Transformation of some idioms in the process of translating.

Many phraseological expressions singled out by V. Vinogradov as unities may reflect national features of the SL (reference to traditions, customs, events, geographical position). Being nationally distinct cannot have in the TL traditionally established equivalents or loan variants. As a result, most of them may have more than one version in the TL. It may be either a regular sense-to-sense variant (an interlinear-type translation) or an artistic literary version with the expressiveness, the picturesqueness.

There must be acknowledged at least 2 main levels of translating the national idioms:

1) the level of the interlinear rendering, i. e., sense-to-sense translation only;

2) the literary /artistic level, which not only the sense but also the expressiveness, the vividness and the aphoristic nature of the idioms should possibly be conveyed as well.

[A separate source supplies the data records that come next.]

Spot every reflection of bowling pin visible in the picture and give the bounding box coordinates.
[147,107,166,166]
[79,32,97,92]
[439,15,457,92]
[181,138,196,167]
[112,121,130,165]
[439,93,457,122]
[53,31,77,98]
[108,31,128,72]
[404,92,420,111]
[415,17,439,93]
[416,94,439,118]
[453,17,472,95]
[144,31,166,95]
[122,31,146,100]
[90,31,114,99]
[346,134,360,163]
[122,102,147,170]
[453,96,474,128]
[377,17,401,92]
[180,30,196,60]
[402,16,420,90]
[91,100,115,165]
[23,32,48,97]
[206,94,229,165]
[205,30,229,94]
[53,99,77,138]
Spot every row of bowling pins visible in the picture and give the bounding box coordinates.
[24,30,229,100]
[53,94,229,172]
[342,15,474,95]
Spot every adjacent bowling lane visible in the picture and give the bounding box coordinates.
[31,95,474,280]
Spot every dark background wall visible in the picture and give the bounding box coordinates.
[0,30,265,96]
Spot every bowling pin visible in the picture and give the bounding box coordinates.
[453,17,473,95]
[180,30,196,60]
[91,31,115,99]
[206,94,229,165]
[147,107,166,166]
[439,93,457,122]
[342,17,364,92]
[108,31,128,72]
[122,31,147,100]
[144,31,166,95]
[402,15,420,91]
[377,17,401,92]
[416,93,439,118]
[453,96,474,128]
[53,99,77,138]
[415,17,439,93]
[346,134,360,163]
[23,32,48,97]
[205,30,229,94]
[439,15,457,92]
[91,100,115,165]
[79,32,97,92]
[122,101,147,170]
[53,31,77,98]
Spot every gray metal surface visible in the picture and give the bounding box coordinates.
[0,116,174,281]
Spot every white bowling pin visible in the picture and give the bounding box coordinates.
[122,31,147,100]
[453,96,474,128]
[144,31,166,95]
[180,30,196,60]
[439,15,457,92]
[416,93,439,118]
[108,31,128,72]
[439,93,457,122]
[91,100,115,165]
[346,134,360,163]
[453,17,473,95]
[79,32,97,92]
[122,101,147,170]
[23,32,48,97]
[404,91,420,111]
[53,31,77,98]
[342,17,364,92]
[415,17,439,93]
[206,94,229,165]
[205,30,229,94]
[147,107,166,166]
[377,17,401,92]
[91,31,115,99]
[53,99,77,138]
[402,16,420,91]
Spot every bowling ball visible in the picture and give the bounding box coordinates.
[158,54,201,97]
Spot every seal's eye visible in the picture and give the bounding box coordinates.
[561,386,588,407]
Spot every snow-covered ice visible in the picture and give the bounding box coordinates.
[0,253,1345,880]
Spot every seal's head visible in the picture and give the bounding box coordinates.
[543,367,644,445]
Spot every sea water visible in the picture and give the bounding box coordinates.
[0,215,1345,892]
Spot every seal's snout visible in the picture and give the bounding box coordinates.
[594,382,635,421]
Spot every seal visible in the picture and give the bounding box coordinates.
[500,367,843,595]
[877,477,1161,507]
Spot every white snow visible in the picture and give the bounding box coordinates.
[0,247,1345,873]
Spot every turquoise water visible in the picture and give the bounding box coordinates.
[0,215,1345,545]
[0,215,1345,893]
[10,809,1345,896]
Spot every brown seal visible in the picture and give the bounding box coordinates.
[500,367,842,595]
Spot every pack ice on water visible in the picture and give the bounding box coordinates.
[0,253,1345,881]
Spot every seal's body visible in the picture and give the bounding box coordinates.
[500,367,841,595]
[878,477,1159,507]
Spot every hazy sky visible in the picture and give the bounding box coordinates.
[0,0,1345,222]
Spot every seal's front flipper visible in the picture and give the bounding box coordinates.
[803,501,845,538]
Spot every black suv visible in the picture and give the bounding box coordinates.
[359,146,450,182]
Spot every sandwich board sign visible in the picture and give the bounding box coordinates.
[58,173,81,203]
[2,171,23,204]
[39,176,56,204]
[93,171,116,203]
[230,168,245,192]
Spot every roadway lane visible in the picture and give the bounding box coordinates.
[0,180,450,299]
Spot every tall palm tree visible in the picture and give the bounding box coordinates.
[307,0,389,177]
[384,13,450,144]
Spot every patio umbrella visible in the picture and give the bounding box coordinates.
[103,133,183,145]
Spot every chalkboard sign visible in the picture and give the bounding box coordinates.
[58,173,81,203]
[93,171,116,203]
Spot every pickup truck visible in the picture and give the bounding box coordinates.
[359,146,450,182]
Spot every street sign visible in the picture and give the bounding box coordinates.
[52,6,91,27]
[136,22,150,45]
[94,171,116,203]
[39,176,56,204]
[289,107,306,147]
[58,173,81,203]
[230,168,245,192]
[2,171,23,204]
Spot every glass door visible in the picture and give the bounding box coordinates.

Faithful translatoin of national idioms/phraseologisms is mostly achieved via deliberate transformations performed first at the interlinear level and then at literary level:

- he, that doesn't respect, isn't respected: хто інших не поважає - сам поваги не має; поважатимеш інших - поважатимуть і тебе; the wind cannot be prevented from blowing.

Transformations become absolutely inevitable when the English idioms contain a passive voice structure, the introductory it/there, or some other analytical constructions (with the auxiliary verbs do, does).